The sustainability of global food production is under threat from the increase in human population, reduced availability of natural resources and climate change. With a current global production of 55 billion chickens annually, poultry meat and eggs dominate animal protein products for human consumption world-wide. The UK poultry industry, contributing around £3.5 billion to the economy annually, provides more than 90% of the poultry meat and egg for the country. Avian diseases, particularly those induced by viral pathogens, remain a major threat for sustainable poultry production. Marek's disease is one of the most widespread and economically important diseases of poultry, with global losses estimated to more than US $2,000 million. MD is a fatal, highly contagious, neoplastic disease affecting chickens. It is caused by an alphaherpesvirus called Gallid herpesvirus-2 or Marek's Disease Virus (MDV). Advancing our understanding of MDV by identifying and characterising virus-host interactions will enable us to develop interventions that limit the transmission of MDV. MDV is a large DNA virus that is strictly cell-associated. Thus live infected cells have to be used to maintain the infectivity of the virus and it is highly dependent on the host cytoskeleton to transport MDV from entry site to nucleus, and new virus particles via Golgi back to the cell surface to transmit to neighbouring cells.

The major minus-end directed motor dynein is essential for transporting viruses from cellular entry point to the nucleus where they replicate. The most likely candidate proteins to mediate the linkage of the virus to the intracellular transport machinery are the capsid-associated inner tegument proteins UL36 and UL37. However, the molecular detail of how the complex of UL36-UL37 mediates loading onto dynein isn’t known for any herpesvirus. Here we aim to identify host proteins that interact with MDV UL36-UL37 and could mediate the interaction with the dynein motor, we will test physiological importance of candidates by imaging MDV capsid motility in chicken cells depleted for those host proteins, map interaction surfaces and will attempt to reconstitute UL36-UL37 transport by dynein in vitro.
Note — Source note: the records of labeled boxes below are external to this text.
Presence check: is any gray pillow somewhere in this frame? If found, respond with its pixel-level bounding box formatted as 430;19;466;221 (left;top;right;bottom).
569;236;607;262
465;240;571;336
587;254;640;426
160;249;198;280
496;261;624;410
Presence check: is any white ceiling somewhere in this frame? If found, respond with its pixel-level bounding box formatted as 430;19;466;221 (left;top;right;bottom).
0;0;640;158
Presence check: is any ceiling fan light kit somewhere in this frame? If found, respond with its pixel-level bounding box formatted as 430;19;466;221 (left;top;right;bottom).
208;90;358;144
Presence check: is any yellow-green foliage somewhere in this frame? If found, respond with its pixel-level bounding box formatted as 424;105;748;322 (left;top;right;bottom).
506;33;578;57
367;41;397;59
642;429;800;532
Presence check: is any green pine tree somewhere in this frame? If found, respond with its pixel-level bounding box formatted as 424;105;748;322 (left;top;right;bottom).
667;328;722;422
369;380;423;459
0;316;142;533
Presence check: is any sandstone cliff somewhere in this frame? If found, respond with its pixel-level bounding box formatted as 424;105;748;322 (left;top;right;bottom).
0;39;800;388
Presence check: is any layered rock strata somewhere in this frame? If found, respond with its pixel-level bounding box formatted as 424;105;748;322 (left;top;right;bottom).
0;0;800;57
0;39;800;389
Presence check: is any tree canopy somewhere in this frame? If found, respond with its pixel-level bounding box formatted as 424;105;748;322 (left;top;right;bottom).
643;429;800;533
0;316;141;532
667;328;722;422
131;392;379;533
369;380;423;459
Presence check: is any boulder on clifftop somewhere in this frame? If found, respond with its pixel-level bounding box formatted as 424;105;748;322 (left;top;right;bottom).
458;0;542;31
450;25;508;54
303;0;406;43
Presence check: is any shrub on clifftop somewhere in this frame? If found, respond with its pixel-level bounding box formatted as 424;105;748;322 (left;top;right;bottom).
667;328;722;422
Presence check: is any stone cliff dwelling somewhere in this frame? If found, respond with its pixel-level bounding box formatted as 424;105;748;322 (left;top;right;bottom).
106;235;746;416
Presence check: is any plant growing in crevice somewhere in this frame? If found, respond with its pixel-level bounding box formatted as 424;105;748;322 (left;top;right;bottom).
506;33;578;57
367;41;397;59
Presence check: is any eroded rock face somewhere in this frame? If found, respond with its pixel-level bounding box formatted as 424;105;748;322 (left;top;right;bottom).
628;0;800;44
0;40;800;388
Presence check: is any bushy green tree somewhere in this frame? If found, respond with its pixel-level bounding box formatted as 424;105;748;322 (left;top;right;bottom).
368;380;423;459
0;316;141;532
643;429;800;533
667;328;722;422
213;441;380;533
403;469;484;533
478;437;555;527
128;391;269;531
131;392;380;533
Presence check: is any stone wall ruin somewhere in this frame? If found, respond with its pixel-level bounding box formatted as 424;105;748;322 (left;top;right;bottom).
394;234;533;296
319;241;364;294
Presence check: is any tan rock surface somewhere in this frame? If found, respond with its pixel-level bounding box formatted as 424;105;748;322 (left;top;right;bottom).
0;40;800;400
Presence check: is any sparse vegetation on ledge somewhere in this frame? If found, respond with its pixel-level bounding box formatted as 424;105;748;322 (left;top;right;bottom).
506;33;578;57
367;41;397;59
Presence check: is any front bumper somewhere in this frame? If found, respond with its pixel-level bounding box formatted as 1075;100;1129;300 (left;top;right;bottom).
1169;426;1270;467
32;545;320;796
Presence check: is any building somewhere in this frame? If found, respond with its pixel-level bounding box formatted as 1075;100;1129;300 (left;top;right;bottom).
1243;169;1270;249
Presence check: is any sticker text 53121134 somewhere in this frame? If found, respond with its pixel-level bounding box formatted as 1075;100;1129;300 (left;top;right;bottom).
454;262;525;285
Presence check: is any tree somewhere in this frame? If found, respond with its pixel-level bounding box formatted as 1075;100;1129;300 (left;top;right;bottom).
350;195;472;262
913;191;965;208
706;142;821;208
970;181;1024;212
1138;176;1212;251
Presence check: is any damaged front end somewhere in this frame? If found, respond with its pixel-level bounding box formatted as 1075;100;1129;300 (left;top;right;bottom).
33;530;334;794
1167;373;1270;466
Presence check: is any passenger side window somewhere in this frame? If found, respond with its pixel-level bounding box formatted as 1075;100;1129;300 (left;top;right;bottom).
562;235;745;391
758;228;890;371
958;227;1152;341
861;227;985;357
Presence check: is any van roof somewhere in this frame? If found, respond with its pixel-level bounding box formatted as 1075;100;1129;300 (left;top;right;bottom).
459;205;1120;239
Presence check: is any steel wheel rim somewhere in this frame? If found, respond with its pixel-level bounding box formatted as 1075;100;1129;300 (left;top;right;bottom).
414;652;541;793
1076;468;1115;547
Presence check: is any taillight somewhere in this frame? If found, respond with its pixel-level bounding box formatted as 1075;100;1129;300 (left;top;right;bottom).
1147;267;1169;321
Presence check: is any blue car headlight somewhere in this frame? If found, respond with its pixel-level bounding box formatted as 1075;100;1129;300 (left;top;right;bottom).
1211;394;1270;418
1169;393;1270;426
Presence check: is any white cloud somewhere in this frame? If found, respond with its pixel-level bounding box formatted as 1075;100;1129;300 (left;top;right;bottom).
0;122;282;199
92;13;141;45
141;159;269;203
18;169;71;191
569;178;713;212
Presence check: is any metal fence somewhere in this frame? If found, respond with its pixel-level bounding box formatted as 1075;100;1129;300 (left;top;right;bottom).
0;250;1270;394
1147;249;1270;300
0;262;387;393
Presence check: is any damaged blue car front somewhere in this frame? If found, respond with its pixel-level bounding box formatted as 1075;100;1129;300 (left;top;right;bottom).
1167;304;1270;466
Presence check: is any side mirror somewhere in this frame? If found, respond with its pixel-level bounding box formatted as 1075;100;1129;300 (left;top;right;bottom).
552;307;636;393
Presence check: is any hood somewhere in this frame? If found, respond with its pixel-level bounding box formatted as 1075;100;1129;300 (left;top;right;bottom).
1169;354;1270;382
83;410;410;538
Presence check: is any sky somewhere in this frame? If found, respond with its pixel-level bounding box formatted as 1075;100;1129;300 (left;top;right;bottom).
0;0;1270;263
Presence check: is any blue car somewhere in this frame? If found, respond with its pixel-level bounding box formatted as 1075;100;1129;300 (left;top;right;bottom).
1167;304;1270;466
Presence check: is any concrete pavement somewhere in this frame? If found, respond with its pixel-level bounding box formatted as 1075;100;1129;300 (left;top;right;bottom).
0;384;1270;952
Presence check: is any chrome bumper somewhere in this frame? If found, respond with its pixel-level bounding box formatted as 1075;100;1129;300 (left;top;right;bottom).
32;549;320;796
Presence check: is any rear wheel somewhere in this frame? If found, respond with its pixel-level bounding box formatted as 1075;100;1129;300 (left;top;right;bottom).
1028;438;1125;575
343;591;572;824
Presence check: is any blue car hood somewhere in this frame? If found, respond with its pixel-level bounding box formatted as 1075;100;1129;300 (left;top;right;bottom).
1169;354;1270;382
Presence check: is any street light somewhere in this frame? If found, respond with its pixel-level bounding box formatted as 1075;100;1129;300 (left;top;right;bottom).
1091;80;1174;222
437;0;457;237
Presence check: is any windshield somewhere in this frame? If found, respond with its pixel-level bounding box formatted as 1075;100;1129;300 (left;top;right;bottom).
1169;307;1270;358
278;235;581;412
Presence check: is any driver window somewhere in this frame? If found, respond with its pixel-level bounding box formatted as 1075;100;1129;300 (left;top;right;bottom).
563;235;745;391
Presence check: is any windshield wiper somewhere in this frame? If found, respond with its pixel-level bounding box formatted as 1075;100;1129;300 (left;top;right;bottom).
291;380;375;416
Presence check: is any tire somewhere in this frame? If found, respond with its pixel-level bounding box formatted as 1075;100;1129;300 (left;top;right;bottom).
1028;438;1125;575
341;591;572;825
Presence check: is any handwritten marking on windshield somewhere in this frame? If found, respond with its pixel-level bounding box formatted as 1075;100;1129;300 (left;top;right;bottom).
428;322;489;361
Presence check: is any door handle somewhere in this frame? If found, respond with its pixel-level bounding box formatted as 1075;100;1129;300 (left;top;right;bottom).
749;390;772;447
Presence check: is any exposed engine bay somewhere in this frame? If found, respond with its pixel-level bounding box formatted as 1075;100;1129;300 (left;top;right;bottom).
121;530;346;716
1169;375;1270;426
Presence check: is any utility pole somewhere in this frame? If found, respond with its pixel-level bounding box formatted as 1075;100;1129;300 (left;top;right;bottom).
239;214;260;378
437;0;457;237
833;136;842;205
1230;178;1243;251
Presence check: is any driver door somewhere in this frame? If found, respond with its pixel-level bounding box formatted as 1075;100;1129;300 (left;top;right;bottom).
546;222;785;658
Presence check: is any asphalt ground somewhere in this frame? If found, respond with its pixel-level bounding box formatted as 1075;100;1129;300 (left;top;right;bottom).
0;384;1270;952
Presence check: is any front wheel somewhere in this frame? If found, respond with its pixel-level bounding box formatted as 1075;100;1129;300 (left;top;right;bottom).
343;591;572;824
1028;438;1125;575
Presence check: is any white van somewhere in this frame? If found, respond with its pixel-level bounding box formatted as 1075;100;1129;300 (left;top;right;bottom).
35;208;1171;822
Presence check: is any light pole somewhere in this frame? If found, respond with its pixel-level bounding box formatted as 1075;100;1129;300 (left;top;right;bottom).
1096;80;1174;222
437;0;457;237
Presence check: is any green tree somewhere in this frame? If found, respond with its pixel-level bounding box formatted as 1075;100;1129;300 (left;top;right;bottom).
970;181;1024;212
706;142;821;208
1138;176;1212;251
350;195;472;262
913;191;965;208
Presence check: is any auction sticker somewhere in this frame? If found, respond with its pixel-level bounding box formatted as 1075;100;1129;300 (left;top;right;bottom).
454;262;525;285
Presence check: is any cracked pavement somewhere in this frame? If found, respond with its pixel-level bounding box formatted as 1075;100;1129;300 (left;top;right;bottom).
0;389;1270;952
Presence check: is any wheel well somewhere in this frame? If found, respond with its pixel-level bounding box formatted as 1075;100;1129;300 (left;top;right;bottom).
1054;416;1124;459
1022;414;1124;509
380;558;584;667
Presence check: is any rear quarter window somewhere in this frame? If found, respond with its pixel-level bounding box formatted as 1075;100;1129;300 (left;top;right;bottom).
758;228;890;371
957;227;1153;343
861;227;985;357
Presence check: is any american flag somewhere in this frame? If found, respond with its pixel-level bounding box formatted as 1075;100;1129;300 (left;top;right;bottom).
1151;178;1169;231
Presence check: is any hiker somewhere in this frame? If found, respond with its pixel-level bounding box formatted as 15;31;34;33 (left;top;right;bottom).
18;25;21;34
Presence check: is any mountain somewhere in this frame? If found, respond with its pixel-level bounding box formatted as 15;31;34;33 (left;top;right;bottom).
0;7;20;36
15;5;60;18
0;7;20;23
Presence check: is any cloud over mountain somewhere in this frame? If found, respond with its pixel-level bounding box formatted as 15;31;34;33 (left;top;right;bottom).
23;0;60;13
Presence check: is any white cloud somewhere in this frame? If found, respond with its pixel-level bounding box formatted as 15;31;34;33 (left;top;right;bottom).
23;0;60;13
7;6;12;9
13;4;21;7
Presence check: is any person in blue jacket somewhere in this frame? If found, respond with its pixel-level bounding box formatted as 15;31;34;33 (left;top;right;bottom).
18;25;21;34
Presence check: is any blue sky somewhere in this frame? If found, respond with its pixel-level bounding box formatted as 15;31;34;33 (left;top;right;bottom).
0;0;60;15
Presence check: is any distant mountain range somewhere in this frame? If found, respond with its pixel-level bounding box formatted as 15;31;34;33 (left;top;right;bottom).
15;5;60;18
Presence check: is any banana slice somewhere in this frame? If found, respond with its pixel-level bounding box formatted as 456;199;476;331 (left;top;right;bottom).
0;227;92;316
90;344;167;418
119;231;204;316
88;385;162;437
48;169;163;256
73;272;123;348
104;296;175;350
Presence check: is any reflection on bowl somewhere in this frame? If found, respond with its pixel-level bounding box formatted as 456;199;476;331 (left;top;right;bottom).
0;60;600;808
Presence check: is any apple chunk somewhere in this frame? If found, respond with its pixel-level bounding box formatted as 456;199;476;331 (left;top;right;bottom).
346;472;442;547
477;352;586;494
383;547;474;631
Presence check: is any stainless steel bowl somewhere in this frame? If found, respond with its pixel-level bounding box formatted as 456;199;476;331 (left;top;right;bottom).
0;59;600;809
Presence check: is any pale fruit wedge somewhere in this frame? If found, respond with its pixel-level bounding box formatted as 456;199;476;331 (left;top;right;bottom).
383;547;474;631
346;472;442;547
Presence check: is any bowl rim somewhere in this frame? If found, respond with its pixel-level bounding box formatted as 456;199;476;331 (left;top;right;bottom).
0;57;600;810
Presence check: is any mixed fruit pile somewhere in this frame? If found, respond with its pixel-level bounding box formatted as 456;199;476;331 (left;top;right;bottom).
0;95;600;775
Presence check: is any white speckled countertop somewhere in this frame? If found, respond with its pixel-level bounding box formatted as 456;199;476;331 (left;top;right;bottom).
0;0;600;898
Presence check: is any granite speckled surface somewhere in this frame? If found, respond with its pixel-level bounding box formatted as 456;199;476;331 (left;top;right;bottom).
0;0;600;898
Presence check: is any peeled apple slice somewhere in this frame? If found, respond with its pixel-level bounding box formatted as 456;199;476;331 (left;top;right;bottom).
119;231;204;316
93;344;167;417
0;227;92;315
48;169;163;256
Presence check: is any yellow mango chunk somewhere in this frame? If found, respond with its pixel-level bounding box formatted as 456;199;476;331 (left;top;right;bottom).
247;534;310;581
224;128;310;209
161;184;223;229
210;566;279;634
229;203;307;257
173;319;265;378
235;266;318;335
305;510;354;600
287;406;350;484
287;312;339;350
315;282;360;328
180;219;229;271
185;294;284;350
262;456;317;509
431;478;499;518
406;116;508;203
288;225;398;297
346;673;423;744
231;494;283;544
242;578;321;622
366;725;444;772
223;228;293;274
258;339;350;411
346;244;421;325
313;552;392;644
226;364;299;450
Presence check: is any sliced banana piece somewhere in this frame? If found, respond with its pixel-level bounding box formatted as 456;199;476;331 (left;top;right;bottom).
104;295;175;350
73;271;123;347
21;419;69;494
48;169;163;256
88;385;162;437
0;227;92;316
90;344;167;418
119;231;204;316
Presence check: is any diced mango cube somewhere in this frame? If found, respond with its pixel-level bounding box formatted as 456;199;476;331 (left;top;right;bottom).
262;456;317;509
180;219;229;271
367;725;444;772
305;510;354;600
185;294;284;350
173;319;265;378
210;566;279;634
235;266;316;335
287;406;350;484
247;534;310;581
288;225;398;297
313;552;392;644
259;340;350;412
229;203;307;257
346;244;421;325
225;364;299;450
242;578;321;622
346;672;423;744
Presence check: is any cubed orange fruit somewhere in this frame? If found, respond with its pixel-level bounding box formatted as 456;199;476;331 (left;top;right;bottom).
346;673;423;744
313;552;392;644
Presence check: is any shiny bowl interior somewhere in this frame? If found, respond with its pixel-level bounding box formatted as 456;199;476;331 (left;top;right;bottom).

Thus the project will combine proximity-dependent biotinylation and mass spectrometry identification, live cell imaging using lattice light sheet microscopy, quantitative image analysis and particle tracking, protein purification and imaging-based in vitro reconstitution assays.

References

(there is no published information on MDV transport yet, but on related Herpesviruses)

Luxton GW, Lee JI, Haverlock-Moyns S, Schober JM, Smith GA. The pseudorabies virus VP1/2 tegument protein is required for intracellular capsid transport. J Virol. 2006 Jan;80(1):201-9. doi: 10.1128/JVI.80.1.201-209.2006. PMID: 16352544; PMCID: PMC1317523.

Zaichick SV, Bohannon KP, Hughes A, Sollars PJ, Pickard GE, Smith GA. The herpesvirus VP1/2 protein is an effector of dynein-mediated capsid transport and neuroinvasion. Cell Host Microbe. 2013 Feb 13;13(2):193-203. doi: 10.1016/j.chom.2013.01.009. PMID: 23414759; PMCID: PMC3808164.

Techniques

    Animal cell culture; molecular biology to clone cDNAs and introduce deletions and point mutations into expression constructs; RNAi and DNA transfection to deplete proteins of choice and supplement with wild-type and mutant versions; proteomics to identify interacting proteins; protein purification and protein-protein interaction analysis; live cell imaging assays (e.g. imaging infected chicken cells using lattice light sheet and spinning disk confocal microscopy); total internal reflection fluorescence microscopy paired with biochemical reconstitution assays; image and statistical data analysis using ImageJ and Matlab.